Like Doom, you can perform glory kills on enemies to instantly kill them, but there are two differences. Your ability to finish off enemies must be charged up by collecting orbs off other enemies, and there are three tiers of charge that correspond to the different enemy types. When you finish off a larger enemy, you get the same cutscene each time and get a limited-time exclusive weapon that you can use to turn the tide of combat. The gunplay in Shadow Warrior 3 is on point, with every weapon sounding meaty, delivering all manner of death, and can be upgraded using upgrade orbs found or unlocked by completing challenges.

This all sounds great and would put Shadow Warrior 3 on equal footing with some of the better FPS released in the last few years, however, there are a few things missing that could be a dealbreaker.

Sliced Away Systems

One of the major aspects that made Shadow Warrior 2 so different was the integration of looter-shooter aspects from games like Borderlands, and it turned the game into an almost FPS Action RPG. I found it compelling, not without some missteps in terms of itemization, but something I wanted to see the developers iterate on. Unfortunately, all those systems have been removed from Shadow Warrior 3 and the game feels more in line with the first game.

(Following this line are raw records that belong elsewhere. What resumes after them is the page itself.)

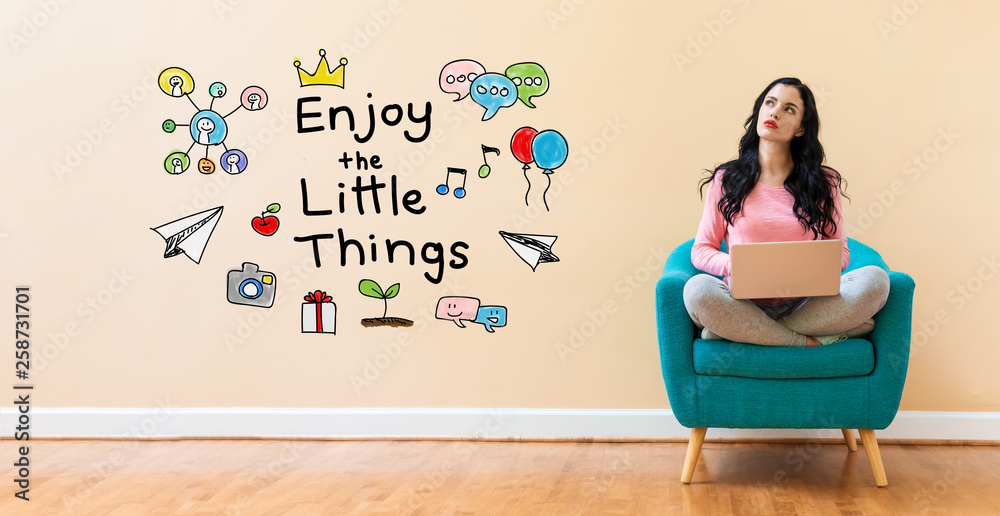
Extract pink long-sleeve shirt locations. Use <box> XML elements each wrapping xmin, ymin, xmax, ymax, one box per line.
<box><xmin>691</xmin><ymin>170</ymin><xmax>851</xmax><ymax>285</ymax></box>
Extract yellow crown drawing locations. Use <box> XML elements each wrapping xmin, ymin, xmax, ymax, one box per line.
<box><xmin>295</xmin><ymin>48</ymin><xmax>347</xmax><ymax>88</ymax></box>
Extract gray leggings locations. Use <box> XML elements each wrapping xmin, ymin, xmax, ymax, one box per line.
<box><xmin>684</xmin><ymin>265</ymin><xmax>889</xmax><ymax>346</ymax></box>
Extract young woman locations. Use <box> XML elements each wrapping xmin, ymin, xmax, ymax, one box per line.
<box><xmin>684</xmin><ymin>77</ymin><xmax>889</xmax><ymax>346</ymax></box>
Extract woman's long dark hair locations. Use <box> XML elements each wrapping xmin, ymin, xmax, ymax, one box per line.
<box><xmin>698</xmin><ymin>77</ymin><xmax>847</xmax><ymax>239</ymax></box>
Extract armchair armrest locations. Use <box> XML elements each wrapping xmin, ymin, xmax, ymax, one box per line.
<box><xmin>656</xmin><ymin>242</ymin><xmax>698</xmax><ymax>424</ymax></box>
<box><xmin>868</xmin><ymin>271</ymin><xmax>915</xmax><ymax>430</ymax></box>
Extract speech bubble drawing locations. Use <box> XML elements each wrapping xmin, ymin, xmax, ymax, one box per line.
<box><xmin>471</xmin><ymin>73</ymin><xmax>517</xmax><ymax>122</ymax></box>
<box><xmin>472</xmin><ymin>306</ymin><xmax>507</xmax><ymax>333</ymax></box>
<box><xmin>438</xmin><ymin>59</ymin><xmax>486</xmax><ymax>102</ymax></box>
<box><xmin>434</xmin><ymin>296</ymin><xmax>479</xmax><ymax>328</ymax></box>
<box><xmin>503</xmin><ymin>63</ymin><xmax>549</xmax><ymax>108</ymax></box>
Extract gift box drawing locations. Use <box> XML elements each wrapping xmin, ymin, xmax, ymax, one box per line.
<box><xmin>302</xmin><ymin>290</ymin><xmax>337</xmax><ymax>334</ymax></box>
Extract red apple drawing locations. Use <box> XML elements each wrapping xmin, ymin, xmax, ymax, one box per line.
<box><xmin>250</xmin><ymin>203</ymin><xmax>281</xmax><ymax>236</ymax></box>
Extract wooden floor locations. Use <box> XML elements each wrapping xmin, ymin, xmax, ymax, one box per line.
<box><xmin>0</xmin><ymin>440</ymin><xmax>1000</xmax><ymax>516</ymax></box>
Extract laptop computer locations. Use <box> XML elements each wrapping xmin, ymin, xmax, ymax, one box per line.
<box><xmin>729</xmin><ymin>239</ymin><xmax>843</xmax><ymax>299</ymax></box>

Gone are the variety of weapons, larger and more open areas, multiple upgrade routes, and quests. Instead, you’re going to get a linear 5–8-hour long game. Don’t get me wrong, the gunplay here is fantastic with a lot of entertaining arenas, but it comes at the removal of so many systems. If you didn’t like Shadow Warrior 2 for being filled with too many elements, then you’re going to enjoy this one.

One thing that is clearly different is the writing and may leave old and new fans a bit polarized.

#writing

One of the common criticisms of Shadow Warrior as a brand has been its depiction of Asian stereotypes and the low-brow humor, with of course the main character being named “Lo Wang.” For the third game, the developers are trying to square that circle by trying to keep the humor and remove the stereotypes. To wit, they have replaced the voice actor of the previous games with Mike Moh and the writing has been cleaned up of some of the lower hanging jokes from previous games.

Mike does a good job, but the updated writing I feel fails him. Instead of finding new jokes, the game really leans into toilet humor and dated references a lot more than I remember from Shadow Warrior 2. The quips Lo makes during combat get recycled fast. The game does have its heartwarming moments, but if you are offended/annoyed by toilet humor, you’re not going to like this game. Part of the problem is that there are fewer characters for Lo to interact with this time around, so the idea of having a “Dante-like” protagonist is lost when most of Lo’s conversations are with himself.

Shadow Dancing

Shadow Warrior 3 is an FPS that works with great gunplay, but I feel that this is a game that doesn’t do enough to stand out from the crowd and may be largely forgotten by the end of the year. You’re not going to be playing this one for a sprawling multi-hour epic, but a bite-sized thrill ride of guns, gore, profanity, and slashing. While not as ambitious as 2, Shadow Warrior 3 is a great weekend game for those looking to get their Doom Eternal fix with a more vocal hero.

This was played with a press key provided by the developer.